Red deer in Scotland are starting to breed earlier year on year, a study has found.
Scientists studying the deer on the Isle of Rum have learnt that the rutting and calving seasons now take place earlier, possibly due to climate change. Warmer temperatures in the spring and summer months are providing better grazing conditions for the deer, which is thought to be the reason behind the shift in the breeding cycle.
The study, led by Edinburgh and Cambridge universities, has been on going since 1953 and is one of the longest running of its type in the world. Its current focus is to discover how climate change is impacting upon the red deer population in the region.
Researchers observe the animals in their natural habitat everyday of the year, paying close attention in springtime to the hinds’ udders for signs of pregnancy and the stags’ antlers for any damage as they fight each other for a mate.

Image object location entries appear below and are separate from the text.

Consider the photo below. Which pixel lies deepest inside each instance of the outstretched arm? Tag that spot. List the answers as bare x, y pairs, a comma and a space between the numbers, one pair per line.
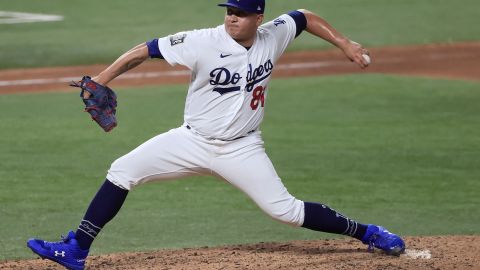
321, 28
127, 61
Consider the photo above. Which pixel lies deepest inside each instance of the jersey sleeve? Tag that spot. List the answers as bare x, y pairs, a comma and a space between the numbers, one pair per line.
179, 49
283, 30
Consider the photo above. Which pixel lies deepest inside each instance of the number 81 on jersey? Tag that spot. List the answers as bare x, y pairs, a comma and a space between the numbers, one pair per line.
258, 97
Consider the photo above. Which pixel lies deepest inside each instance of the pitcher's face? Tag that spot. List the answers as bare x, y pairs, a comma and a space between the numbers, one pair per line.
241, 25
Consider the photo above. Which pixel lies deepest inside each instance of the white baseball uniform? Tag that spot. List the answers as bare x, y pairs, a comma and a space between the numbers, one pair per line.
223, 110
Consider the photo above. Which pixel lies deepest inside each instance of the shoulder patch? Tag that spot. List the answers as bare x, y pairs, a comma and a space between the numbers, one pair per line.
177, 39
279, 21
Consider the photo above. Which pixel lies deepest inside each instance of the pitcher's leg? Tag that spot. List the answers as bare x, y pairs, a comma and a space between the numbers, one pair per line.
170, 155
250, 170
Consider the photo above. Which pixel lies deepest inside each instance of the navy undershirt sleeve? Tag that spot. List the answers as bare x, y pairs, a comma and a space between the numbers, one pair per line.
300, 21
153, 50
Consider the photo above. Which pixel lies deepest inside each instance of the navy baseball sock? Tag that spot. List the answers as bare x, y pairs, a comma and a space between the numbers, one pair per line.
319, 217
103, 208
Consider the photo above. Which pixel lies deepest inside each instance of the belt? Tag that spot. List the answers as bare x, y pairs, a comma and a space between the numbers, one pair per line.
234, 139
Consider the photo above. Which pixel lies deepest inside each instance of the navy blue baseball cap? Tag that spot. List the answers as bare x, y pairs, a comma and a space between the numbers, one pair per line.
252, 6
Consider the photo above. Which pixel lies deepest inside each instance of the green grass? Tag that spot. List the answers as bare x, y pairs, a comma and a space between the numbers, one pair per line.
99, 31
400, 152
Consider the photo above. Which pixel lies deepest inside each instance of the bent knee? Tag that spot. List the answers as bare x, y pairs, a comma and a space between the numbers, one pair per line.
290, 211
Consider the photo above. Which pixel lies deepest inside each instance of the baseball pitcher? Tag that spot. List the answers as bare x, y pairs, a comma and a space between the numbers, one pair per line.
231, 67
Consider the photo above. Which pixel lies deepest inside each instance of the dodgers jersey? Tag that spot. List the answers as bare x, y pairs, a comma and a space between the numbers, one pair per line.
229, 84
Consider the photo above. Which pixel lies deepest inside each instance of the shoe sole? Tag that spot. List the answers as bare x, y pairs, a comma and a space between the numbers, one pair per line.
396, 251
54, 259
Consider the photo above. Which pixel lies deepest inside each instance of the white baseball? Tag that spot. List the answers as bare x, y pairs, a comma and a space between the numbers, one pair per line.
367, 58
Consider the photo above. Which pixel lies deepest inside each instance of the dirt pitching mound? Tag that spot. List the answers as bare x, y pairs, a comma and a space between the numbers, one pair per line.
436, 252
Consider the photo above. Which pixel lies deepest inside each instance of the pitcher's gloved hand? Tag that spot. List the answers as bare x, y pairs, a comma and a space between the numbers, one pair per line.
100, 102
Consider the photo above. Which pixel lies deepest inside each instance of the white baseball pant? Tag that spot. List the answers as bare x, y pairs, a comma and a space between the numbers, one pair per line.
242, 162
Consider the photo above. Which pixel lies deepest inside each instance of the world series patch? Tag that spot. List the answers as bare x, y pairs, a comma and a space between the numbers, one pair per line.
177, 39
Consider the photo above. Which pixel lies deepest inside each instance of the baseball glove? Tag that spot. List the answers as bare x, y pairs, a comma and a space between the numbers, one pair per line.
100, 102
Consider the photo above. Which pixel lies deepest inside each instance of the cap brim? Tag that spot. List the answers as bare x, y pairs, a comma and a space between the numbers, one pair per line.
237, 6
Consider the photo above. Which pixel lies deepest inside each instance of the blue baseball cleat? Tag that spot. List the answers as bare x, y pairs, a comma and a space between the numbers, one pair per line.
66, 252
379, 237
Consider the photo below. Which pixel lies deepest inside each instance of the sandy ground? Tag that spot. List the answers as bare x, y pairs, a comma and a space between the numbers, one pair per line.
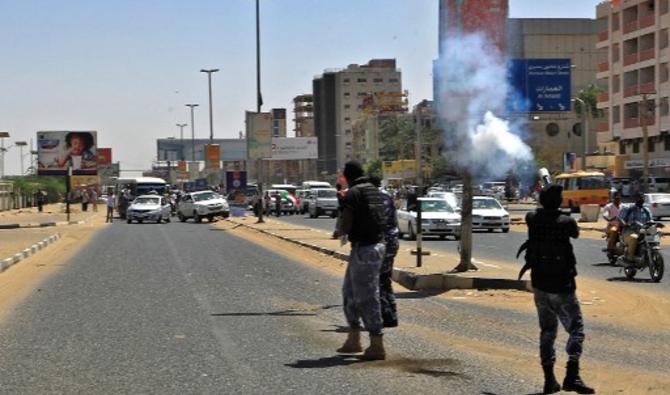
609, 303
25, 277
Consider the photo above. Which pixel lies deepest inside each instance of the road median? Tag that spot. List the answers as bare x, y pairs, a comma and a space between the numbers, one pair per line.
434, 275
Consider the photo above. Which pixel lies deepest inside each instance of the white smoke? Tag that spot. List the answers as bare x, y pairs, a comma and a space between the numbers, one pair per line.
472, 88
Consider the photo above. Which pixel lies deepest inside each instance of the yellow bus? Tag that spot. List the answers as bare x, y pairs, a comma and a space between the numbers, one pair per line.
584, 187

Aside from the altered mating pattern, the research has found a link between grass nutrition and antler size. The quality of grazing on the island when the deer are young may have an impact on how big the antlers grow in later life. They have also established that the red deer population is stable because there is an almost perfect balance between births and deaths.
The project’s research is proving to be invaluable information in helping conservation organisations that are responsible for managing the estimated 300,000 red deer in Scotland’s highlands, estates and forests. In the previous years the group’s demographic data has been used by the Scottish government for new policy creation.